A headteacher running the Great North Run to protect his school’s budget has been highlighted in Parliament to prove to the prime minister how funding pressures are starting to bite.
Labour MP Toby Perkins (pictured) used this afternoon’s prime minister’s questions to tell Theresa May about the impact of the proposed national funding formula on Spire Junior School in Chesterfield.
He said 70 per cent of its pupils received free school meals, and it was in line for the biggest cut in Derbyshire under the new system, which the government is currently consulting on.
Mr Perkins said the school’s headteacher, Dave Shaw, had been planning to run the Great North Run for a cancer charity, but told Ms May that “running for cash is now the only alternative to sacking staff”.
She replied: “What the government has brought forward is a consultation on a fairer funding formula.
“We will look at the results of the fairer funding formula consultation and will bring forward our firm proposals in due course.”
Speaking to TES, Mr Shaw said he had previously run the half-marathon for cancer and Alzheimer’s disease charities, but this year he had decided to raise funds for the school, which he said was facing a £17,000 funding cut under the funding formula proposals.
He told TES that he is already taking action ahead of the new system coming into effect, adding: “We have had to cut staff and various other things, and the next thing would be Year 6 visits, but that’s something we really want to keep hold of”.
He said the school, which has 165 pupils, had already cut one teacher and one teaching assistant, and the deputy head was now teaching “nearly full-time”, while Mr Shaw himself was having to teach part-time to save money.
“Costs are going up regarding National Insurance contributions and pension contributions, and we are just getting the same amount of income coming in, so we are losing more and more. I’m struggling with how we will do this in the future,” he added.
Poorly funded areas 'lose out'
He said he was meeting parents at the school this afternoon to set up a charity to raise funds for the school.
The issue of school funding was also raised in Parliament by Graham Brady, chairman of the 1922 Committee of backbench Tory MPs.
He told the prime minster that Trafford had one of the worst levels of school funding under the current system, and added: “Perversely, the draft funding formula would actually cut funding for Trafford schools, not increase it.”
He asked her to look for a new formula which would ensure that all the worst-funded areas would see funding rise, rather than fall.
Ms May said she knew this was an “important point” on the minds of a number of MPs, and added: “In looking at these reforms, I can assure my honourable friend we want to get this right.

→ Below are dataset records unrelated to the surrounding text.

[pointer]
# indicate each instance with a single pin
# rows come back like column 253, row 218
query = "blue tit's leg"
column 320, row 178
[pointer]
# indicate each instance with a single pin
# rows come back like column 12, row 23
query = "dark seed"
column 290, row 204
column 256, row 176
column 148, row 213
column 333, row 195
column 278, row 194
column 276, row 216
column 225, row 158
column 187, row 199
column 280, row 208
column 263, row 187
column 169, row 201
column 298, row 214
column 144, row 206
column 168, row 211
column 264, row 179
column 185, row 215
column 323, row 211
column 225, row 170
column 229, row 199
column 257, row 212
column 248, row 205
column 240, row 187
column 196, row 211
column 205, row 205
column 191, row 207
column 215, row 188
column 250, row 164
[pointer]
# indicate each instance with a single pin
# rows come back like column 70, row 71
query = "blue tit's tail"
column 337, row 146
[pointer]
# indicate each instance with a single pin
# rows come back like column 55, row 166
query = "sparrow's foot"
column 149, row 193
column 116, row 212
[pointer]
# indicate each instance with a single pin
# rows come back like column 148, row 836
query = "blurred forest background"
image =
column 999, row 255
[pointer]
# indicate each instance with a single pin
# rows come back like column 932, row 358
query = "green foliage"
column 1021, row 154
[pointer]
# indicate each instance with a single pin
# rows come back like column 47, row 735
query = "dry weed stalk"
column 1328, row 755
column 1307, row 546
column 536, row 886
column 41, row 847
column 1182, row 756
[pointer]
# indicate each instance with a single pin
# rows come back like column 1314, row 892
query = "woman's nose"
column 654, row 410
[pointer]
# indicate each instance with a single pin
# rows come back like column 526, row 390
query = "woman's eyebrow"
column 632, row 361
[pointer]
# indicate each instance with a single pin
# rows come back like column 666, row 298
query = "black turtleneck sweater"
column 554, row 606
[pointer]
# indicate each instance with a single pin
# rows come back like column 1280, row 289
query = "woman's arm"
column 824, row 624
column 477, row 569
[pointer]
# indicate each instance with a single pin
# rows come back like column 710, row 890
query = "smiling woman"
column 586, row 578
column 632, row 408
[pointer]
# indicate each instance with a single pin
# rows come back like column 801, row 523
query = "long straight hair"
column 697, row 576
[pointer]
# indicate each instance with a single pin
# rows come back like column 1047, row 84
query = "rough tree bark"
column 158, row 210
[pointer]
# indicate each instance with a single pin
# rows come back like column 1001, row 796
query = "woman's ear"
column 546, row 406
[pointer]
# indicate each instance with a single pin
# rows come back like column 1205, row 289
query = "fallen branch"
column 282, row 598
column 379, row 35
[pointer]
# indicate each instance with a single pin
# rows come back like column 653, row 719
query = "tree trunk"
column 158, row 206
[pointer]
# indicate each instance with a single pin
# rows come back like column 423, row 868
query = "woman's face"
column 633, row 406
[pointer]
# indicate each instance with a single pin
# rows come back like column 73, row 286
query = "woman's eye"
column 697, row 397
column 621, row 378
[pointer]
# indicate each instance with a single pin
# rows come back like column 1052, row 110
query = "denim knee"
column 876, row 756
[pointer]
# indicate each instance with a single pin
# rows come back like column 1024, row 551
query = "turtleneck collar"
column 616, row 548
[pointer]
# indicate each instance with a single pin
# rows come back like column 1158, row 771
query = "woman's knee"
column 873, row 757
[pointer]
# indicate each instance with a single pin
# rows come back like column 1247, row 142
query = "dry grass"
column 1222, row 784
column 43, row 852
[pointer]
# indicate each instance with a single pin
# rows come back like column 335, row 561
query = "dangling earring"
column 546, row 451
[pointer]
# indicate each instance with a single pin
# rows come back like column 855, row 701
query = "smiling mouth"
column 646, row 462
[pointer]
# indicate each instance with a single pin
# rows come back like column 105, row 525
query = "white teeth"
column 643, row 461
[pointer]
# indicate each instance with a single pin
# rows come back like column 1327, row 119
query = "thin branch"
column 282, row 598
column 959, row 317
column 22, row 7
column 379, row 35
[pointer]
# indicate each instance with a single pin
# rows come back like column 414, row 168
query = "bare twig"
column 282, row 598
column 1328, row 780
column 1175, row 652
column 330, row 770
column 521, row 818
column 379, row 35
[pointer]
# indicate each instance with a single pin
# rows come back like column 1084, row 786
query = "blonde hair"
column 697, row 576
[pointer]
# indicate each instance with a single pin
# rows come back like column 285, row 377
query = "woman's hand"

It is why we are consulting, and it’s why we will look very closely at the responses to that consultation.”
A Department for Education spokesperson said: “Funding for schools in Chesterfield would go up by 3.4 per cent under the national funding formula. Eighty-four per cent of the schools in the constituency would stand to gain. In Derbyshire as a whole funding for schools would rise by 2.5 per cent – over £10 million."
She said the department is consulting on how it weights the funding, and added "it is important that we get the formulae and system right so that every pound of the investment we make in education has the greatest impact".